The end result was spectacular, of course. But I have never put so much labor into what I thought was a simple dish!
Substitutions: I bought a larger chicken (approximately 6 pounds) so that we would have leftovers. Happy to report that I did not adjust the amounts of the remaining ingredients and it still turned out perfectly, as did the Chicken and Dumplings I made from the subsequent bone broth and leftover chicken. I added some whole red potatoes to the roasting pan to go with the carrots and onions.
After so many flips and turns, it was hard to keep track of which way was up, for the bird and for me… Be careful when turning the chicken so that the delicious skin doesn’t wind up stuck to the bottom of the roasting pan.
Is it sinful if I thought the carrots were the most amazing part?
Poulet Roti (Roast Chicken)
1 whole chicken, 3-4 pounds
3/4 teaspoon salt, divided
5 tablespoons butter, softened to room temperature, divided
1 carrot, sliced
1 onion, sliced
1 tablespoon olive oil
1/2 tablespoon shallot or green onion, minced
1 cup chicken stock or broth
Preheat oven to 425°F. Sprinkle inside of chicken with 1/4 teaspoon salt and smear in 1 tablespoon butter. Dry it thoroughly with paper towels, and rub the skin with 1 tablespoon butter. Place chicken, breast side up, in a roasting pan. Strew carrot and onion around it, and set it on a middle rack of the preheated oven. Meanwhile, in a small sauce pan, melt 2 tablespoons butter and 1 tablespoon olive oil to use for basting.

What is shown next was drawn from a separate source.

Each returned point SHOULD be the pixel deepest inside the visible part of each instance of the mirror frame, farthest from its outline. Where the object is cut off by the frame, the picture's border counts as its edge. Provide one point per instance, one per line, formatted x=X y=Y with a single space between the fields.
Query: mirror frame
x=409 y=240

Allow chicken to brown lightly for 5 minutes. Turn it on its left side, basting it with the butter and oil mixture, and allow it to brown for 5 minutes. Turn it on its right side, baste it, and allow to it to brown for 5 minutes. Reduce oven to 350°F. Leave chicken on its right side, and baste every 8 to 10 minutes, using the fat in the roasting pan when butter-and-oil mixture is empty. Halfway through estimated roasting time (when the right side of chicken is golden brown, about 40 minutes), sprinkle chicken with 1/4 teaspoon salt then turn it on its left side. Continue roasting and basting for another 20-30 minutes, until left side is golden brown. Then, sprinkle chicken with 1/4 teaspoon salt and turn the chicken, breast side up. Continue basting and cook for another 10-20 minutes or until chicken has an internal temperature of 165°F. When done, cut and discard trussing strings, and allow chicken to rest on a hot platter for 5 to 10 minutes.
Remove 2 tablespoons of fat from the pan, and discard. Then, strain the cooked vegetables and pan juices through a chinois. In a small sauce pan, combine strained pan juices and minced shallot (or green onion), and cook over low flame for 1 minute. Add stock, and boil rapidly over high heat, scraping and discarding any white foam, until liquid reduces to 1/2 cup. Season with salt and pepper. Turn off flame, and just before serving, swirl in 1 to 2 tablespoons of butter into the pan sauce. Pour a spoonful of sauce over the chicken, then ladle the remaining sauce in a gravy boat for the table.